Tuesday, September 23, 2008

A Great Place to Start

I recently read an article about a significant jump in students completing their GED and the fact that a large percentage of them indicated that the main reason for taking the GED was a "dissatisfaction with high school." This reminded me of my own high school experience - it was good, I guess. I was fortunate to have nice teachers and we took pride in our district. The top students in our class went to Brown, Swarthmore, Michigan, and other highly regarded schools. But I look back on that experience and think of myself as fairly disengaged, with my share of study halls my senior year. Unlike some of my friends, I lacked a laser focus on preparing for college and ended up falling short of graduating in the top 10% of my class of 265. Yet years later, I found myself walking across the stage in Crisler Arena, accepting a doctoral degree from the number one ranked higher education administration program in the country at The University of Michigan. I connect those two experiences with one decision upon high school graduation - to attend Mott Community College in Flint, Michigan, 18 miles from my home where I found confidence and direction.

The selling points for me were that the classes were smaller; instruction would come from those that were actually teaching the class, not from a graduate student working for a 'teacher of record'; the campus was small enough that I wasn't intimidated; the price was right; and most importantly, I knew all my classes would transfer to one of five universities that had good reputations and programs. I came to find truth in their advertising. Some of my classes were smaller than what I had in high school, so it was easy to participate in class discussions and I felt comfortable - perhaps for the first time - with learning. My English instructor was able to transfer his passion for the art of "word choice" to me; my history professor introduced me to the importance of asking "why" things happen instead of just memorizing the "what"; and my psychology instructor taught me the meaning of academic standards when she gave me a B (that I earned) when I was expecting an A.
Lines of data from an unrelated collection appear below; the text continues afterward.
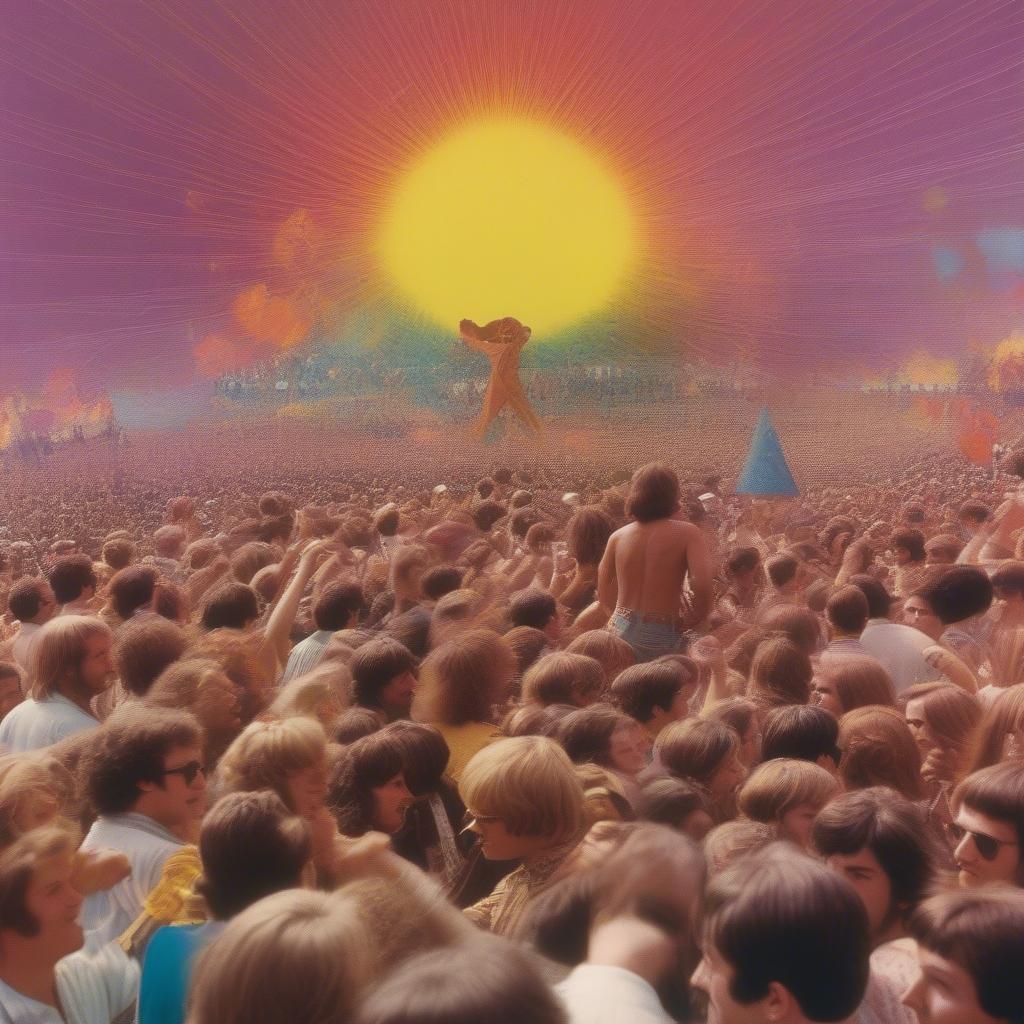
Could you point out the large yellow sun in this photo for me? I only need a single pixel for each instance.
(508, 218)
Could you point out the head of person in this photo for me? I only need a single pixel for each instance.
(537, 608)
(464, 679)
(338, 606)
(908, 546)
(72, 656)
(919, 612)
(10, 688)
(610, 649)
(784, 938)
(300, 956)
(316, 694)
(848, 681)
(201, 686)
(943, 719)
(999, 734)
(741, 716)
(603, 735)
(32, 795)
(368, 790)
(787, 794)
(961, 593)
(143, 648)
(132, 589)
(805, 732)
(702, 752)
(146, 761)
(494, 982)
(230, 605)
(780, 674)
(881, 843)
(118, 554)
(523, 796)
(384, 677)
(39, 904)
(587, 535)
(847, 611)
(988, 825)
(655, 693)
(288, 757)
(32, 601)
(653, 493)
(878, 749)
(970, 949)
(73, 578)
(797, 624)
(563, 678)
(251, 846)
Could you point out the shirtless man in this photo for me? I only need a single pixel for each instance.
(640, 579)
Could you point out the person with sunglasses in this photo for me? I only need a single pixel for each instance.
(987, 830)
(143, 775)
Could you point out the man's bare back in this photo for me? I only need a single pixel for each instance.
(645, 565)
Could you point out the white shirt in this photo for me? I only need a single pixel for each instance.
(147, 844)
(35, 724)
(899, 649)
(596, 993)
(26, 640)
(93, 989)
(306, 655)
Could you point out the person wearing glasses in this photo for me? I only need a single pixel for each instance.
(143, 775)
(987, 829)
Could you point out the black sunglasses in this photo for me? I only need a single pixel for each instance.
(988, 846)
(187, 771)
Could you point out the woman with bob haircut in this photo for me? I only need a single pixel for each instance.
(461, 684)
(942, 718)
(368, 790)
(850, 681)
(780, 674)
(526, 804)
(493, 981)
(788, 794)
(298, 956)
(250, 847)
(564, 678)
(878, 749)
(999, 734)
(971, 948)
(706, 753)
(614, 654)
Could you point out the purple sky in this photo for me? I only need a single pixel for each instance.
(150, 151)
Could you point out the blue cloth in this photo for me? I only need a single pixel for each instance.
(167, 969)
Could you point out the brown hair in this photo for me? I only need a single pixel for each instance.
(463, 679)
(878, 749)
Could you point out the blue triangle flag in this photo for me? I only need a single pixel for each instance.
(766, 471)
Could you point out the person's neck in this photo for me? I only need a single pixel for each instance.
(23, 970)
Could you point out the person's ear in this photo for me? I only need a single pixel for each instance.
(778, 1005)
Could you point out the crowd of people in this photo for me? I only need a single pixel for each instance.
(403, 750)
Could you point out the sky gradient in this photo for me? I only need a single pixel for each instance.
(823, 184)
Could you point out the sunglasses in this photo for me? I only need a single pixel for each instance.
(188, 771)
(988, 846)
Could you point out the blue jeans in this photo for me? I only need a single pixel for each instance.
(648, 640)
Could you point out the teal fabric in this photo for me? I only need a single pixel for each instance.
(766, 471)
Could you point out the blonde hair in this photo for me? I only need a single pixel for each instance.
(306, 694)
(562, 678)
(529, 783)
(297, 955)
(777, 786)
(59, 649)
(22, 778)
(266, 753)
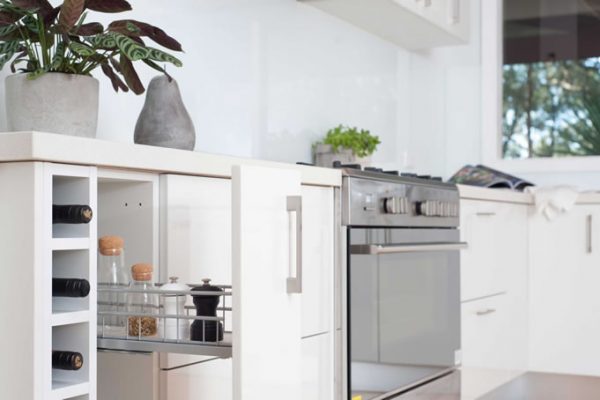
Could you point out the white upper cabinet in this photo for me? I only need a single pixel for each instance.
(412, 24)
(565, 300)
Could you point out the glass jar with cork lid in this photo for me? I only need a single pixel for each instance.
(141, 304)
(112, 274)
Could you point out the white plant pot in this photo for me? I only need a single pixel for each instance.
(324, 156)
(54, 102)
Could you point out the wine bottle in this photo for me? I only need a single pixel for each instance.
(68, 360)
(70, 287)
(71, 214)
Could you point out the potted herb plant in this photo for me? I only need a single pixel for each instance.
(52, 51)
(347, 145)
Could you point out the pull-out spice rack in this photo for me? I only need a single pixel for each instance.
(209, 342)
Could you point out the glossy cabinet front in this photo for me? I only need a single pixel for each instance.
(197, 215)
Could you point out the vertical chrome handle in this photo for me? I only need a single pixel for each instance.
(589, 233)
(294, 284)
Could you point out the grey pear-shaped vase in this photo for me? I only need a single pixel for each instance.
(164, 121)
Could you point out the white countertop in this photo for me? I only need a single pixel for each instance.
(37, 146)
(510, 196)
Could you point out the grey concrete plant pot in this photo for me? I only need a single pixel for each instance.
(54, 102)
(164, 120)
(324, 156)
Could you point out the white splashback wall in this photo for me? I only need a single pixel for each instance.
(265, 78)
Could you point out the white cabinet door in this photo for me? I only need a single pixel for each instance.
(317, 367)
(565, 301)
(496, 260)
(195, 244)
(267, 355)
(318, 260)
(494, 334)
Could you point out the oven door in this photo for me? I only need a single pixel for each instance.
(404, 308)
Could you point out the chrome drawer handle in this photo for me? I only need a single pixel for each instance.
(374, 249)
(294, 204)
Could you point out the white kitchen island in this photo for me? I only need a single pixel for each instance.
(191, 214)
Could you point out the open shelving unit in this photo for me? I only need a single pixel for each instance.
(69, 251)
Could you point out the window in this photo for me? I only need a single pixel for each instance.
(551, 78)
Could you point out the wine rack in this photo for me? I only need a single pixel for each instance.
(69, 252)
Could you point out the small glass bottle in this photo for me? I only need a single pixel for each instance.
(112, 274)
(141, 302)
(174, 304)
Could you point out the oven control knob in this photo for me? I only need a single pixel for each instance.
(429, 208)
(395, 205)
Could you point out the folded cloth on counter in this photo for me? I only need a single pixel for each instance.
(553, 200)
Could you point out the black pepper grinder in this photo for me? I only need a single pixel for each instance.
(206, 306)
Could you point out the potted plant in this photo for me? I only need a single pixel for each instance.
(347, 145)
(55, 50)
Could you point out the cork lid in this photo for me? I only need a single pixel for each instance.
(142, 272)
(110, 245)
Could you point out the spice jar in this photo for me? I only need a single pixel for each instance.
(112, 274)
(174, 304)
(206, 306)
(141, 304)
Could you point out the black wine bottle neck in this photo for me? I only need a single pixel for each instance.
(67, 360)
(70, 287)
(71, 214)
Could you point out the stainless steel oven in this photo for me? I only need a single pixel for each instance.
(402, 282)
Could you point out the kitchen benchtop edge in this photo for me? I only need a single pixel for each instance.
(509, 196)
(49, 147)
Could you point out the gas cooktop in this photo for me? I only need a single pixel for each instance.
(356, 170)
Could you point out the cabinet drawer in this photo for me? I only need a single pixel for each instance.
(494, 333)
(497, 255)
(317, 367)
(482, 323)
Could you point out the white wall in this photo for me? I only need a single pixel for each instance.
(265, 78)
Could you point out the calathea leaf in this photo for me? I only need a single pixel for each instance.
(158, 55)
(51, 16)
(7, 30)
(4, 58)
(114, 78)
(31, 24)
(157, 67)
(9, 47)
(41, 6)
(108, 6)
(105, 42)
(36, 74)
(129, 48)
(154, 33)
(93, 28)
(59, 56)
(70, 12)
(8, 17)
(81, 49)
(131, 77)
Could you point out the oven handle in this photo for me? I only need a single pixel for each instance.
(375, 249)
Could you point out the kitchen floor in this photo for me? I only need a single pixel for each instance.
(473, 384)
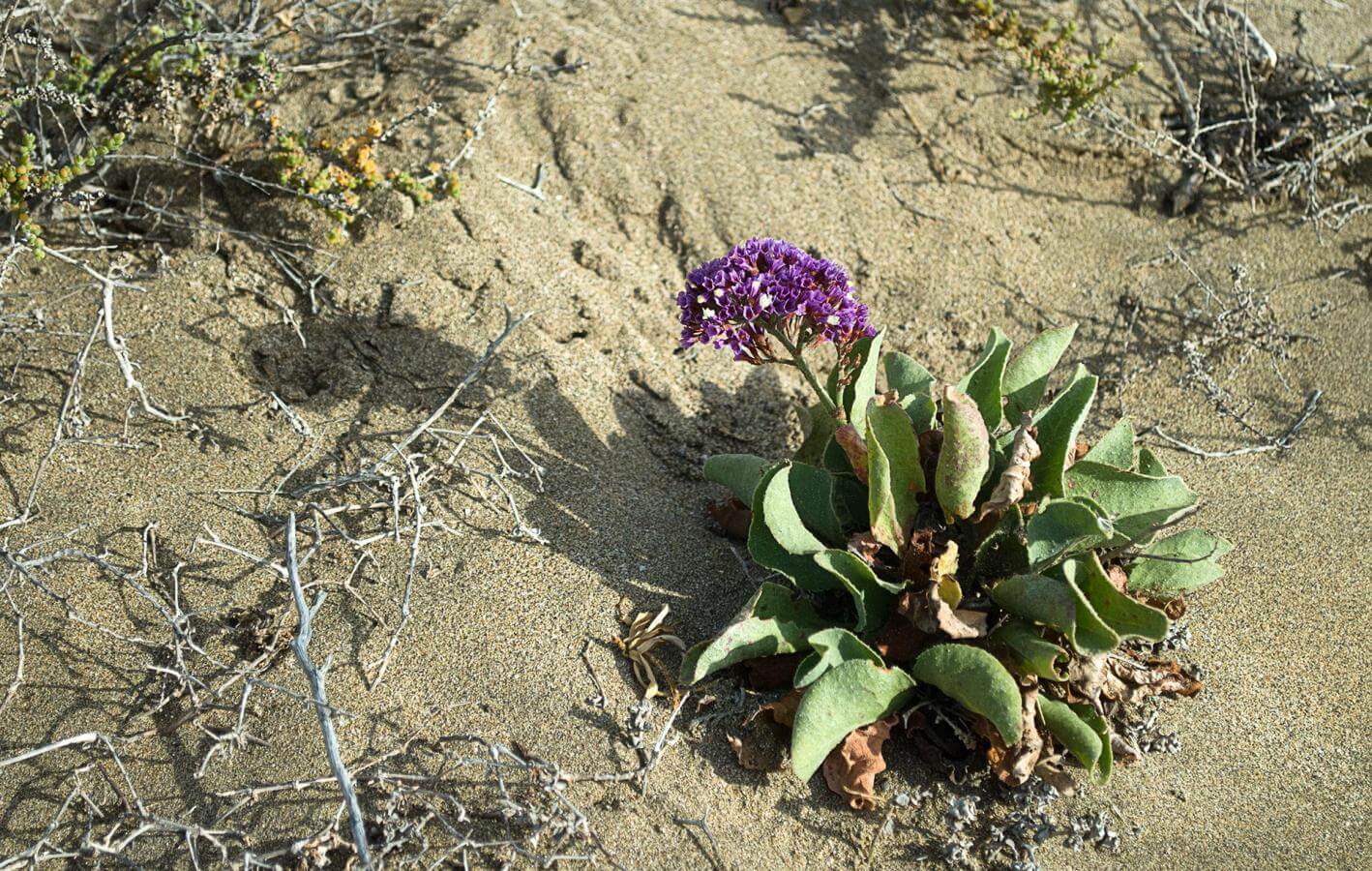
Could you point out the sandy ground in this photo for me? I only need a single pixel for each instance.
(686, 132)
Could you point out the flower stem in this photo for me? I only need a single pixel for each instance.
(798, 361)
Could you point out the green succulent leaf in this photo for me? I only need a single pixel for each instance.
(1027, 375)
(777, 536)
(1125, 616)
(738, 472)
(977, 680)
(1062, 526)
(1030, 651)
(873, 597)
(1116, 447)
(1057, 604)
(813, 493)
(832, 647)
(1178, 564)
(1083, 732)
(1003, 552)
(984, 381)
(1138, 505)
(847, 697)
(863, 387)
(915, 388)
(1058, 427)
(965, 457)
(895, 475)
(773, 621)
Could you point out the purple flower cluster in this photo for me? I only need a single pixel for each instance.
(767, 285)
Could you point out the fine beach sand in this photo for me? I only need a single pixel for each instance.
(686, 132)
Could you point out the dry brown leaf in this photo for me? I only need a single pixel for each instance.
(853, 444)
(933, 610)
(732, 518)
(1154, 677)
(763, 743)
(852, 766)
(919, 553)
(1014, 480)
(1014, 765)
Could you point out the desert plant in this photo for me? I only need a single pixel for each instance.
(941, 541)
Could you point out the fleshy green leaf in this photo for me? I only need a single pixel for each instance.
(1058, 427)
(813, 493)
(984, 381)
(1062, 526)
(1125, 616)
(778, 539)
(771, 621)
(1178, 564)
(1032, 653)
(895, 475)
(847, 697)
(1083, 732)
(872, 595)
(977, 680)
(738, 472)
(1059, 605)
(915, 388)
(1027, 375)
(1116, 447)
(832, 647)
(865, 381)
(1136, 503)
(965, 456)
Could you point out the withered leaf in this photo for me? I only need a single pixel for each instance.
(1014, 765)
(763, 743)
(732, 518)
(933, 610)
(1014, 480)
(852, 766)
(1154, 677)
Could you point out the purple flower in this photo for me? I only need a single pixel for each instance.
(770, 286)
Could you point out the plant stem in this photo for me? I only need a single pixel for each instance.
(798, 361)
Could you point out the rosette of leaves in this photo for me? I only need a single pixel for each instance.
(959, 545)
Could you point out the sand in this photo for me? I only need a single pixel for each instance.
(681, 136)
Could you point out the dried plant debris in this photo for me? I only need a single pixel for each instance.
(1207, 335)
(991, 602)
(1249, 120)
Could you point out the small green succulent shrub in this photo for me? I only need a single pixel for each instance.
(942, 546)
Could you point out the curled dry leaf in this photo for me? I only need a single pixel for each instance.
(855, 447)
(1014, 765)
(852, 766)
(1133, 682)
(763, 743)
(1014, 480)
(645, 633)
(935, 608)
(732, 518)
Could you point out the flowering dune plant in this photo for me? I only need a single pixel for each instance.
(955, 553)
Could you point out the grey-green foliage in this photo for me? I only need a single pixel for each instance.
(1043, 567)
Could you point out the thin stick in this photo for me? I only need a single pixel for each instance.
(315, 677)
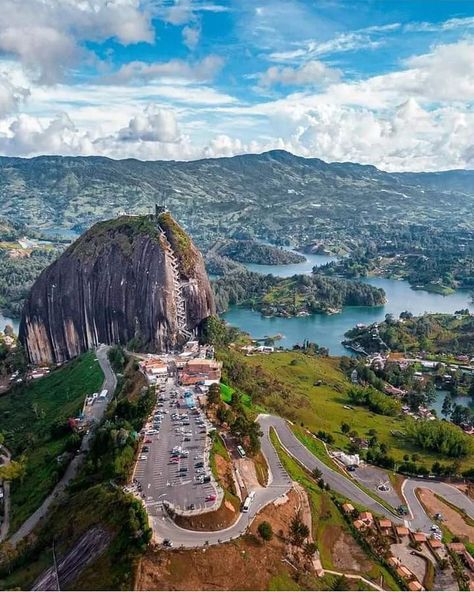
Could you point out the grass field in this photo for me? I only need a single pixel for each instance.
(27, 415)
(327, 522)
(323, 407)
(228, 391)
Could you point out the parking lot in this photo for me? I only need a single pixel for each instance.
(173, 464)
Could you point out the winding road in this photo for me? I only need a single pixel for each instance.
(110, 383)
(280, 483)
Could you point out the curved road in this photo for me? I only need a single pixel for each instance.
(110, 383)
(280, 484)
(419, 519)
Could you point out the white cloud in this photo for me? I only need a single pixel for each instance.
(27, 135)
(10, 95)
(191, 36)
(449, 25)
(47, 36)
(154, 125)
(313, 73)
(137, 71)
(343, 42)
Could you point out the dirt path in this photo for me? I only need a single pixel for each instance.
(245, 564)
(248, 473)
(452, 519)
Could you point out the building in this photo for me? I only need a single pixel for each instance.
(200, 370)
(366, 518)
(155, 369)
(460, 550)
(418, 537)
(402, 531)
(385, 527)
(404, 573)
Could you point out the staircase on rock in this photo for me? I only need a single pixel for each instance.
(178, 286)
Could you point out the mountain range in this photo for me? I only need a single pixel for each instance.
(275, 195)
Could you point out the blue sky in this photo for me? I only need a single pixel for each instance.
(389, 83)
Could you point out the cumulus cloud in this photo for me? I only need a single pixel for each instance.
(10, 95)
(313, 73)
(47, 35)
(137, 71)
(28, 135)
(191, 36)
(154, 125)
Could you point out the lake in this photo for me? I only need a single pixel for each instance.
(328, 330)
(440, 396)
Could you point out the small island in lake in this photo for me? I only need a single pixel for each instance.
(252, 251)
(299, 295)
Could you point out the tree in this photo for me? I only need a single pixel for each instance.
(447, 407)
(265, 531)
(298, 531)
(309, 550)
(340, 583)
(345, 428)
(214, 394)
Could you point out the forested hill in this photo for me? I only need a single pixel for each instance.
(269, 195)
(299, 295)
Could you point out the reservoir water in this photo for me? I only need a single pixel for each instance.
(328, 330)
(440, 396)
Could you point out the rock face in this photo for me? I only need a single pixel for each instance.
(134, 278)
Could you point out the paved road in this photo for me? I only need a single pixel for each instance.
(5, 453)
(336, 481)
(86, 550)
(110, 382)
(279, 484)
(161, 479)
(419, 518)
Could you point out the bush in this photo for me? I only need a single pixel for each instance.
(439, 436)
(265, 531)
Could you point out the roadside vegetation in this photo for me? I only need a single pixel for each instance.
(34, 421)
(432, 333)
(95, 499)
(313, 392)
(329, 526)
(306, 294)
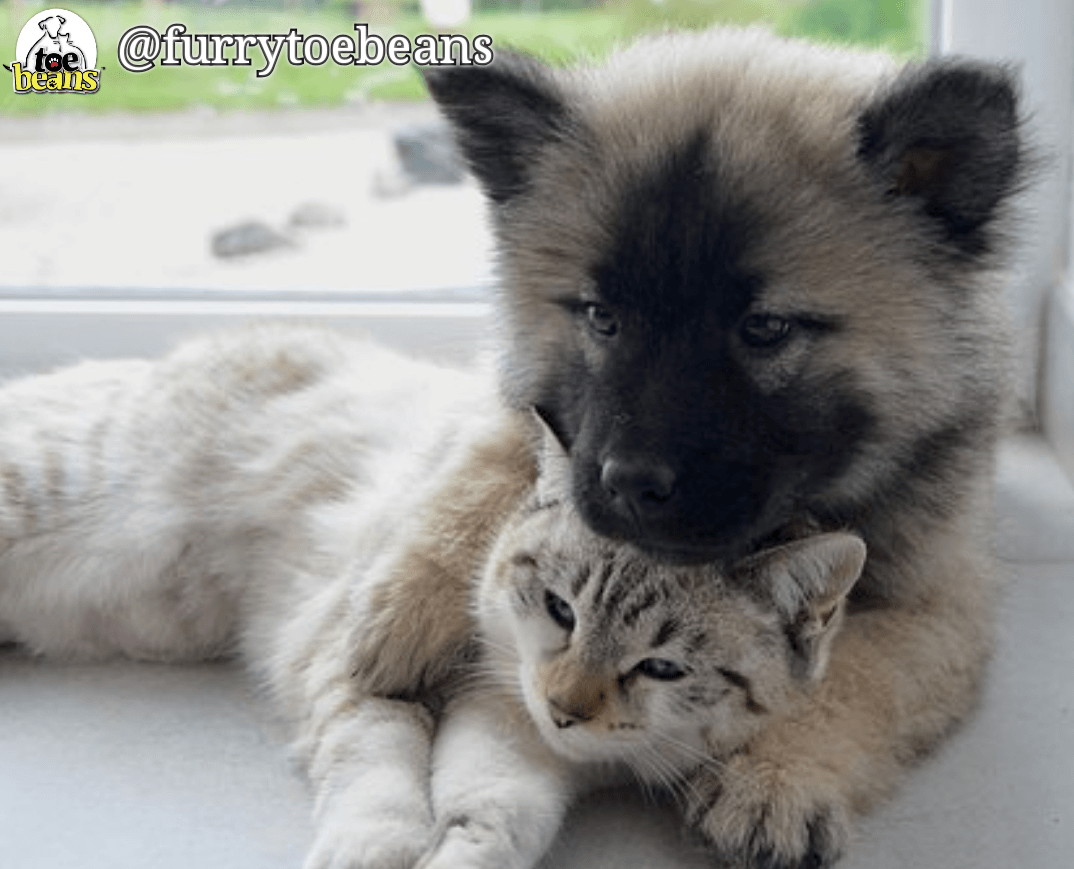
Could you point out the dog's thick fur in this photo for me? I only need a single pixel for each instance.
(749, 284)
The final highlight to my community college experience was when all 31 of my credits transferred to the university of my choice. I finished my Bachelor's degree three years later and when I found my laser focus on a career, it was aimed squarely at the very environment that gave me such a good start. If a community college was that special a place to me as a student, I reasoned, it was likely to be a special place to work. Looking back I never imagined how true that could be. Having worked in community colleges in three other states, I now know why more than 50% of all students enrolled in college in this country are enrolled in community colleges. All of the outstanding characteristics that drew me into a community college classroom are evident here at MVCC - making it a great place to begin...or begin again.